I am for clarity rather than fudge. I know fudge allows for human frailty, human uncertainty, complex circumstances, and normally I find all these things - human frailty, human uncertainty and complex circumstances - far preferable to demands for perfection, purity,certainty and simplification. But fudge in law means fear and arbitrariness. I think it is an obligation, in law at least, to be as clear as humanly possible. Fudge will still remain because we cannot always be absolutely clear about anything, but at least we will have tried to be consistent.

I have sometimes wondered whether to prefer an anarchic (small a) state with arbitrary punishments or a byzantine (small b) state with minimal corruption.
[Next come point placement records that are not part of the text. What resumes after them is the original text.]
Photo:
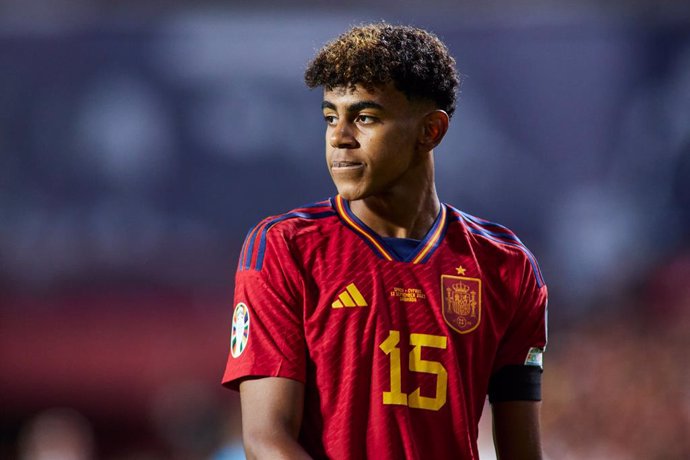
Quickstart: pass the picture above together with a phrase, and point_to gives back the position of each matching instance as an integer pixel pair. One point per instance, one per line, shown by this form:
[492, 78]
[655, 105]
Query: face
[371, 139]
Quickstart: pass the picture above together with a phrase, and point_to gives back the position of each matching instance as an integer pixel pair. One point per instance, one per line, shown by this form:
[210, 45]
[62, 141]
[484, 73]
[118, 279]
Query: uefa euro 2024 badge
[240, 330]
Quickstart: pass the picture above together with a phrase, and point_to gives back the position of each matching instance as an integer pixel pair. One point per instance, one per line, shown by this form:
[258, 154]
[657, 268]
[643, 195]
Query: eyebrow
[354, 108]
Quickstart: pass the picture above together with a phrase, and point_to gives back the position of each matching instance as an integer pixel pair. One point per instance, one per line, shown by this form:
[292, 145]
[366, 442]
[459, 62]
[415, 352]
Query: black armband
[516, 383]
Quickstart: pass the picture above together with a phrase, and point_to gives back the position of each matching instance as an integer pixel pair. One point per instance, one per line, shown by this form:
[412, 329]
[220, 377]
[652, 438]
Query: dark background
[140, 141]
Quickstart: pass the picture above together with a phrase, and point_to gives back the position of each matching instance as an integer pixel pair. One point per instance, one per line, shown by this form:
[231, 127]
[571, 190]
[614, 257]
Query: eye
[365, 119]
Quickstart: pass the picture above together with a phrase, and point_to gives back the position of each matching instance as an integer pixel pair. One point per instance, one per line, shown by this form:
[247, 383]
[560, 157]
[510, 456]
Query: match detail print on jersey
[240, 330]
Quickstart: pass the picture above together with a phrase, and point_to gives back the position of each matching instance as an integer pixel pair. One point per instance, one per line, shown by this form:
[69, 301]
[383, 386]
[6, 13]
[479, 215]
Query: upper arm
[272, 409]
[517, 431]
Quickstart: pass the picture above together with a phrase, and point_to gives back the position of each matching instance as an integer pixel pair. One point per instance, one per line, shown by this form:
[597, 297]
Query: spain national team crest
[462, 302]
[240, 330]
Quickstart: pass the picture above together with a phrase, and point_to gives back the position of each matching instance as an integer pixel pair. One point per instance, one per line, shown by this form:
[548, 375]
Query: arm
[271, 418]
[517, 433]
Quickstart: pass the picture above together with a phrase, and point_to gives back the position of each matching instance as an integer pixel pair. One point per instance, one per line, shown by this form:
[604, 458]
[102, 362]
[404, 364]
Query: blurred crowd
[135, 154]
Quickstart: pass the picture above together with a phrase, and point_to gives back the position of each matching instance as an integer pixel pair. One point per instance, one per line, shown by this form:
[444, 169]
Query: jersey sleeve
[525, 338]
[266, 337]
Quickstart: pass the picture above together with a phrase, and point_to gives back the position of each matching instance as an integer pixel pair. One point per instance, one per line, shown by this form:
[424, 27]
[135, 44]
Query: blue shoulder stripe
[256, 238]
[503, 236]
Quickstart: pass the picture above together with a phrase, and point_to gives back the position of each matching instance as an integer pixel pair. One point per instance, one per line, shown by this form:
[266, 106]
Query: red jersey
[395, 353]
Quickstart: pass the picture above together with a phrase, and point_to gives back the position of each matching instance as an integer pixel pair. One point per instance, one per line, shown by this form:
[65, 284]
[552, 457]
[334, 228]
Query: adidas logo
[350, 297]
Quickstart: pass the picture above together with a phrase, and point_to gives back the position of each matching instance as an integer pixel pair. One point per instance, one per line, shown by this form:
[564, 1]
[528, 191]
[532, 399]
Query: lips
[346, 164]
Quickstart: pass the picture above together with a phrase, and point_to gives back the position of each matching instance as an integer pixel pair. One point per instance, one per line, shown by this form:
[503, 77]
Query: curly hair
[416, 61]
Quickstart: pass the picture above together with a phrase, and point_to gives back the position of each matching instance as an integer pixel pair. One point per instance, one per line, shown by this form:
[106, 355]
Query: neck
[405, 210]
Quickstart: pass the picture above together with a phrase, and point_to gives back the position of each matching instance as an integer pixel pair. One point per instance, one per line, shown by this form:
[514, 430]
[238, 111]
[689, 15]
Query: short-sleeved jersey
[395, 353]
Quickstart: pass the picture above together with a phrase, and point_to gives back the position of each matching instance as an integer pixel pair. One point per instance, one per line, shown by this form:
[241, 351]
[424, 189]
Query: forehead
[386, 96]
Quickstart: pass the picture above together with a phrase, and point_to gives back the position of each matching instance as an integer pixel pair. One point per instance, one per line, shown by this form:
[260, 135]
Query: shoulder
[497, 239]
[277, 233]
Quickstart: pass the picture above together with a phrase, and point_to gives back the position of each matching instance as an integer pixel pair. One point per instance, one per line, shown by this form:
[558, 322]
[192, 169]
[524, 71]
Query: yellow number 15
[417, 364]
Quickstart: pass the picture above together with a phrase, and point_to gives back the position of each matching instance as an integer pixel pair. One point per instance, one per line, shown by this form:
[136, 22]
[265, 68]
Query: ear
[434, 127]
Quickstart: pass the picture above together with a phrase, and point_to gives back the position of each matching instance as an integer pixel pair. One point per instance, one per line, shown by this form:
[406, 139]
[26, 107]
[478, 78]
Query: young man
[373, 324]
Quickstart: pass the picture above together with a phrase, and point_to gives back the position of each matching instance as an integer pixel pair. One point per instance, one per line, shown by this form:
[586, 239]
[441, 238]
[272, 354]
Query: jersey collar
[421, 254]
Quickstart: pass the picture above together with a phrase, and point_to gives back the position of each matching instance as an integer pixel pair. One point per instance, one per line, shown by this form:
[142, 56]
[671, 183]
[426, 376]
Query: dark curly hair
[416, 61]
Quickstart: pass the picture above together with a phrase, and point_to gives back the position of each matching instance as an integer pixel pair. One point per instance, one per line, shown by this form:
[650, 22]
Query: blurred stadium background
[140, 140]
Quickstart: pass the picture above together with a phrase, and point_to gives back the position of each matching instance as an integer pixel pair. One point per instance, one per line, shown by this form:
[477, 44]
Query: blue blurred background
[140, 140]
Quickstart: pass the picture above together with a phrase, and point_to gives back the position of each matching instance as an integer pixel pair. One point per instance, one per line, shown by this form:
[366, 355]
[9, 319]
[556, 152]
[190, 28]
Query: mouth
[346, 165]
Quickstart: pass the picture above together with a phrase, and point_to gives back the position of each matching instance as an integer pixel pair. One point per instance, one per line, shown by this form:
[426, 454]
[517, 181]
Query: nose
[342, 136]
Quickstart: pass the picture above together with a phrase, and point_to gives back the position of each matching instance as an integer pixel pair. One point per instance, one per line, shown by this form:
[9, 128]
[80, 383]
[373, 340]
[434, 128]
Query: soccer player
[375, 323]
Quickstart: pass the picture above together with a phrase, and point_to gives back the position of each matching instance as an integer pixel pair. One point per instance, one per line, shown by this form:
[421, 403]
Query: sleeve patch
[240, 330]
[535, 357]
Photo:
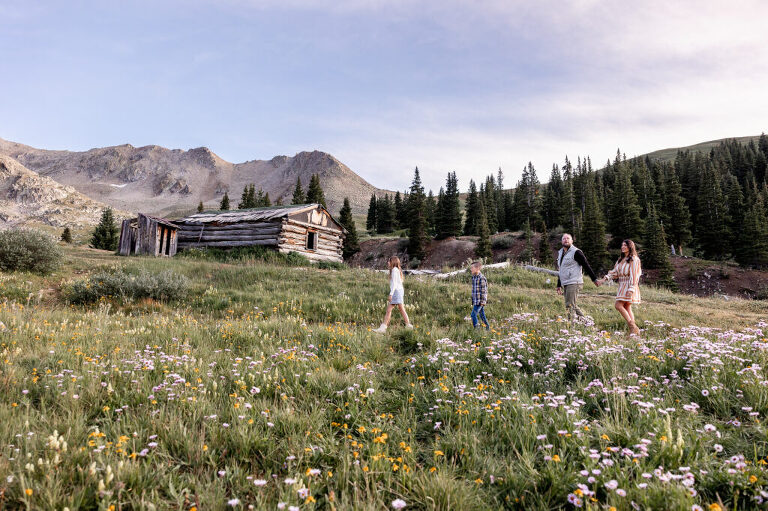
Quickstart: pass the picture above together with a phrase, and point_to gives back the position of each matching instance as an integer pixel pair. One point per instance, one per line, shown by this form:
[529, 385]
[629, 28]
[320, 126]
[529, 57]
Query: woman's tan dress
[628, 274]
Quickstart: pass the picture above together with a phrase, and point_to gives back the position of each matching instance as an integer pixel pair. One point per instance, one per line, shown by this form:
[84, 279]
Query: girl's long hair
[632, 251]
[394, 262]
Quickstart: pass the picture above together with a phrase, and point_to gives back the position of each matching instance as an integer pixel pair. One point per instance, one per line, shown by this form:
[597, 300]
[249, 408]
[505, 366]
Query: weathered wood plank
[319, 228]
[316, 257]
[233, 228]
[227, 236]
[270, 242]
[125, 238]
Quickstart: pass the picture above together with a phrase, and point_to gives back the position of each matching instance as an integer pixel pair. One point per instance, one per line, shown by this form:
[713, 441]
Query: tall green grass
[268, 372]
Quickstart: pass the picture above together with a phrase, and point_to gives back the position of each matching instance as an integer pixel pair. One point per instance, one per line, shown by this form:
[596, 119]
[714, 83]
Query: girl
[627, 271]
[395, 294]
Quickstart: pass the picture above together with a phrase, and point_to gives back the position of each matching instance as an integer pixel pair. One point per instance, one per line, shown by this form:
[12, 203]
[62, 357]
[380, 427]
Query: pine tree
[472, 211]
[552, 198]
[734, 200]
[624, 219]
[501, 212]
[298, 193]
[244, 202]
[752, 247]
[591, 239]
[677, 213]
[371, 220]
[351, 244]
[656, 253]
[430, 209]
[509, 211]
[106, 235]
[545, 251]
[252, 202]
[450, 209]
[315, 193]
[568, 205]
[401, 210]
[417, 238]
[528, 197]
[399, 214]
[488, 194]
[440, 215]
[385, 215]
[483, 245]
[527, 255]
[711, 218]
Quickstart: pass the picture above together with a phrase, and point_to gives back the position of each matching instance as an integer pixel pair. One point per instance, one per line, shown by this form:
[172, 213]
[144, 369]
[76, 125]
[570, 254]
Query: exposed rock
[26, 197]
[161, 181]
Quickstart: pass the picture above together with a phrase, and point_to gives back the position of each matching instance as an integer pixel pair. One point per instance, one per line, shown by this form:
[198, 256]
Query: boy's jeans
[479, 309]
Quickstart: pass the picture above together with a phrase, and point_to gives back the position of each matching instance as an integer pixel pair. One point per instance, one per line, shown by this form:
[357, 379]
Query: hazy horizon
[385, 86]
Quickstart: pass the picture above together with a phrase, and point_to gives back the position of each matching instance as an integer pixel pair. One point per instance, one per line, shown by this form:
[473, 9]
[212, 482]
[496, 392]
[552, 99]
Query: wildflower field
[264, 388]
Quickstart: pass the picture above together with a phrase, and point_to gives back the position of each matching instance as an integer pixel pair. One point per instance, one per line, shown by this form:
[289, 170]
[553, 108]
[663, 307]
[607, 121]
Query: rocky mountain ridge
[28, 198]
[171, 182]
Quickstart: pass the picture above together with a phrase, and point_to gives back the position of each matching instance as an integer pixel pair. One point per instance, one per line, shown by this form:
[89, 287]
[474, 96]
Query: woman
[396, 293]
[627, 271]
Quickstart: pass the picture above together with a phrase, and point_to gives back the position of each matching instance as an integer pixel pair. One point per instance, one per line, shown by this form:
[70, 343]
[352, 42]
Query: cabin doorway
[311, 240]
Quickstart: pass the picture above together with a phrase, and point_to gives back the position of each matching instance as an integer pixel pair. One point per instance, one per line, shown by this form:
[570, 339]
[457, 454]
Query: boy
[479, 294]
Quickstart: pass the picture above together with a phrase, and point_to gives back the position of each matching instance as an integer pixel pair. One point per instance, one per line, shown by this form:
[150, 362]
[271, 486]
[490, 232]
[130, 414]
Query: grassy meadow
[264, 388]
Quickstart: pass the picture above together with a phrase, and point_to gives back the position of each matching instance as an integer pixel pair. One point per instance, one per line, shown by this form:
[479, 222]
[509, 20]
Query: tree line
[713, 205]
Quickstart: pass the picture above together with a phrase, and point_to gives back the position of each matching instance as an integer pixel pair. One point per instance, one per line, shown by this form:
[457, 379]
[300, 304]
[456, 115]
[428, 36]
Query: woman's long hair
[632, 251]
[394, 262]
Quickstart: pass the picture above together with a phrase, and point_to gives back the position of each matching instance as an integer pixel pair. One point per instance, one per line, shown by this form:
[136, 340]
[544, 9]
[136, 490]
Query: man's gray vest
[570, 270]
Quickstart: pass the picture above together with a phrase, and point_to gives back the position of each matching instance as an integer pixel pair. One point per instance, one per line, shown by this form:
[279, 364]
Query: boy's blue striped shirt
[479, 289]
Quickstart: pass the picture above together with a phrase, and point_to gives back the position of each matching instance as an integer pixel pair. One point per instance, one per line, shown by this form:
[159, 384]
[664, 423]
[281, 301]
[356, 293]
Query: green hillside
[669, 153]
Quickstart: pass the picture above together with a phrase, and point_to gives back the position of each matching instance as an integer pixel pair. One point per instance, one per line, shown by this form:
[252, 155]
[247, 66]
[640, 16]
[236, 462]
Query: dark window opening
[159, 250]
[311, 240]
[168, 243]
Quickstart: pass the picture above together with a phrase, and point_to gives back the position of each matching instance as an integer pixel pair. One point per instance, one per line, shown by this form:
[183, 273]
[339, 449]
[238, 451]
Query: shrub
[66, 236]
[503, 242]
[28, 250]
[106, 235]
[125, 287]
[331, 265]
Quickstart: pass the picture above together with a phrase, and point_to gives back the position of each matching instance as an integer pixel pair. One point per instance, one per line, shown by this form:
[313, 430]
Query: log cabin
[148, 235]
[307, 229]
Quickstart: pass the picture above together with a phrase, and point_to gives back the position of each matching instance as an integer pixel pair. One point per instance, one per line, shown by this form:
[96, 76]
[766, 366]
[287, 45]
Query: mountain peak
[171, 182]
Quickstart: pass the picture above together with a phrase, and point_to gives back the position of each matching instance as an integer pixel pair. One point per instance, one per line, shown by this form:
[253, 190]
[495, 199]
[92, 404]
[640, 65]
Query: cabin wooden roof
[251, 215]
[162, 221]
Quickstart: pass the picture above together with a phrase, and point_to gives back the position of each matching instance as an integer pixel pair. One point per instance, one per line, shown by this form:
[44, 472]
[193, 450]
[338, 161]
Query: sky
[385, 86]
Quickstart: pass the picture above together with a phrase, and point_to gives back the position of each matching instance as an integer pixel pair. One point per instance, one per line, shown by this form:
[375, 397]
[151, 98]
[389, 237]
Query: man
[571, 263]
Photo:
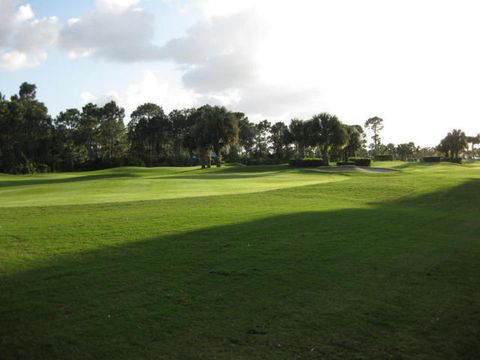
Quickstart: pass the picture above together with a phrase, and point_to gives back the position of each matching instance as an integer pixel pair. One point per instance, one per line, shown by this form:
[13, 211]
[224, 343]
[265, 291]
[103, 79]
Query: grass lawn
[241, 263]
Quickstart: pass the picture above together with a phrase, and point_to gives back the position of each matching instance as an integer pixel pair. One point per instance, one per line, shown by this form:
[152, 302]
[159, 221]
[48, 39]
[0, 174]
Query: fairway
[241, 263]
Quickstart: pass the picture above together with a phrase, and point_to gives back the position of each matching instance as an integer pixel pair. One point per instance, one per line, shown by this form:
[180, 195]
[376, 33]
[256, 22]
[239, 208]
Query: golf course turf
[241, 263]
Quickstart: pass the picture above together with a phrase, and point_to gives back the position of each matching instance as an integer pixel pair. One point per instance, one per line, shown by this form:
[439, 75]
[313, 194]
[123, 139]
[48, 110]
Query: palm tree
[327, 132]
[473, 140]
[298, 129]
[215, 129]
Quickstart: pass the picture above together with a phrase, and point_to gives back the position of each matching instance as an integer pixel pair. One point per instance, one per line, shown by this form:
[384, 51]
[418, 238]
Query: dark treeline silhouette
[95, 137]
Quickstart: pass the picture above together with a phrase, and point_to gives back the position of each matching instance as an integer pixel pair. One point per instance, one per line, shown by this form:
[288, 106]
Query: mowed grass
[241, 263]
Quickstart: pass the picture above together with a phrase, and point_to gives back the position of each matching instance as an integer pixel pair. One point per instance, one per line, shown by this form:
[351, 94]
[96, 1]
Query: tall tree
[262, 139]
[327, 132]
[247, 134]
[376, 125]
[300, 135]
[473, 140]
[454, 144]
[280, 138]
[356, 141]
[214, 130]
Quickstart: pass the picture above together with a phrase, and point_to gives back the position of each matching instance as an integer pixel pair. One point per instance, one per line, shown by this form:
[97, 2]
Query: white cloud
[163, 87]
[24, 38]
[115, 5]
[87, 97]
[115, 30]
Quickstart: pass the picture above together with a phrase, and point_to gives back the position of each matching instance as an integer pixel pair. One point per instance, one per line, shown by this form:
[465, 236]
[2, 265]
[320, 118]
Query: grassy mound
[241, 263]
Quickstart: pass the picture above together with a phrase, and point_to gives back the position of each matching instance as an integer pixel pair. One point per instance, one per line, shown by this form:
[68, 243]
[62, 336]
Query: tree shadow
[391, 281]
[73, 179]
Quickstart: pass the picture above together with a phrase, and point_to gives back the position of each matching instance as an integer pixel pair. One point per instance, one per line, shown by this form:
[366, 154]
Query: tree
[215, 129]
[68, 151]
[327, 132]
[111, 132]
[376, 125]
[473, 140]
[150, 133]
[356, 141]
[453, 144]
[299, 132]
[261, 140]
[247, 134]
[406, 151]
[182, 122]
[280, 138]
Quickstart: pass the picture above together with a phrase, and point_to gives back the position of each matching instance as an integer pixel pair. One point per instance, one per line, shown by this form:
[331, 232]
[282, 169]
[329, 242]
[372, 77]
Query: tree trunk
[218, 161]
[325, 156]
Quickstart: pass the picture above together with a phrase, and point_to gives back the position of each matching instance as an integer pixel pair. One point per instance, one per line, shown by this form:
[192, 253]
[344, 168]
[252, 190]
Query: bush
[264, 161]
[361, 161]
[384, 157]
[307, 162]
[453, 160]
[432, 159]
[42, 168]
[26, 168]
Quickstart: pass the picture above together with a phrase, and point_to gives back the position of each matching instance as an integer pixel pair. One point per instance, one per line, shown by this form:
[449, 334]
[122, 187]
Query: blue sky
[60, 81]
[413, 63]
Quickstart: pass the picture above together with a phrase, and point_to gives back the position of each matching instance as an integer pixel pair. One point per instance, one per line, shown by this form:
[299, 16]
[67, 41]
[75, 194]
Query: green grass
[241, 263]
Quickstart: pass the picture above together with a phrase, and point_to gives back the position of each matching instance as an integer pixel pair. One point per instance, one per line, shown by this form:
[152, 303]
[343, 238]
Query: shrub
[264, 161]
[25, 168]
[432, 159]
[384, 157]
[361, 161]
[453, 160]
[307, 162]
[42, 168]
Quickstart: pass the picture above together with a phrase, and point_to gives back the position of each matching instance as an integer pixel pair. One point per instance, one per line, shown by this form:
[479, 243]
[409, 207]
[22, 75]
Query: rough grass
[241, 263]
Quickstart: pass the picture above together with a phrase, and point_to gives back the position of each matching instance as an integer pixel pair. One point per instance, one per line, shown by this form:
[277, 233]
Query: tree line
[96, 137]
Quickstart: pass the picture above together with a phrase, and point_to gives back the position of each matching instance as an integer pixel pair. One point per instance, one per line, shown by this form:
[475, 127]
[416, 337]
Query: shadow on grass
[392, 281]
[72, 179]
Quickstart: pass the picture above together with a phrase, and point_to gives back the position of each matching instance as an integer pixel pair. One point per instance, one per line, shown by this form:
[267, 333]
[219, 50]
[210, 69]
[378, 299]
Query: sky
[414, 63]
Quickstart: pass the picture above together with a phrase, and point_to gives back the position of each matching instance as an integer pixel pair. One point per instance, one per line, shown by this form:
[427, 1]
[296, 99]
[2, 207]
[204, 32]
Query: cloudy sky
[415, 63]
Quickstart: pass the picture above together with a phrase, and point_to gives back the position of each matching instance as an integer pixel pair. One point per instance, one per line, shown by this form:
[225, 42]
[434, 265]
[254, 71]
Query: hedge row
[384, 157]
[361, 161]
[307, 162]
[439, 159]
I suspect that is the kind of choice we are often having to make. School rules, game rules, ethical rules, laws of the land etc. The old discussion in Eastern Europe was between a legal state and a party state. There was general longing for a legal state for obvious reasons. You couldn't just be arrested and disappear in a prison for a start.

It might be argued that the precedent in the case of assisted suicide was entirely on the side of no prosecution. I don't think that is a good argument. Precedent is good. It can be very good. But it only works if it is crystallised - as far as it can be crystallised - in law, after discussion. Discussion is good. Is always good.

Unless you prefer the idea of the Good God / Good Emperor / Good Gauleiter with absolute authority. An idea of last resort. Not first, or second.

The last part (last part only) of the poem 'Apropos Palladio', in the forthcoming Bloodaxe book, The Burning of the Books and Other Poems.

Come to me, whisper the stones. Spread out your hands
And measure me, I will be conformable.
You can wash yourself in my light.
I am clean as the sky after clouds have passed.
I am a model of the universe in which there are
No black holes, no rogue meteors. My sun
Has no storms, my oceans shift to song
That settles in your educated ears
Like the music of the spheres.

My oceans shift to song. Song is what has been
And what continues whatever the price tag,
Whoever the singer. Clarity of form is clarity
In all and every light. Even clouds have clarity
That comprehends. The meteor has clarity.
The black hole in the mind is a hole in clarity.
Seabirds hang on thermals and hear the clarity
Of the storm. See, I can draw a clear line
Around your hand that washes the world clear.
The eye cleansed by the music of the ear.